Sensory’s recent webinar offered a technical deep dive into their TrulySecure Sound & Voice SDK, including on-device voice biometrics, sound recognition, and speech-to-text technology. Watch the highlights here!
Meet the Speakers
- Andi Hagen: Director of Machine Learning at Sensory, with a PhD in computer science and over two decades of experience in speech and sound recognition.
- Jeff Rogers: VP of Sales and Marketing, a 29-year industry veteran whose work has shaped hundreds of products for global brands including Apple, Amazon, Google, and Samsung.
- Christian Kouten: Research Scientist specializing in biometric and speaker verification, with a PhD in software engineering and a background in computer vision and natural language processing.
The Growing Demand for Voice Biometrics
Jeff Rogers opened the session by reflecting on Sensory’s legacy, noting, “Back when we first started Sensory in ’94, I think it was the very next year, ’95 or maybe it was ’96, we actually developed a voice password chip… We’ve been doing biometrics for a lot of years, obviously.” He emphasized the recent surge in demand: “More recently, we’ve seen a huge growth in interest in voice biometrics, as well as our face biometric and computer vision.”
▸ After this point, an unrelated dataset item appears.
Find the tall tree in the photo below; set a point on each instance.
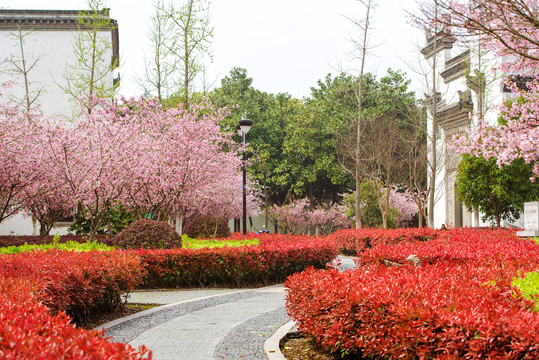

The need for secure, user-specific access is more pressing than ever as devices proliferate and AI assistants become commonplace. Jeff highlighted, “There’s going to be a need for a local biometric that’s running on your own personal device that says, ‘Okay, yeah, this is Jeff, and this is me asking for these types of things,’ rather than having others be able to hack in and do things that you might not want them to do.”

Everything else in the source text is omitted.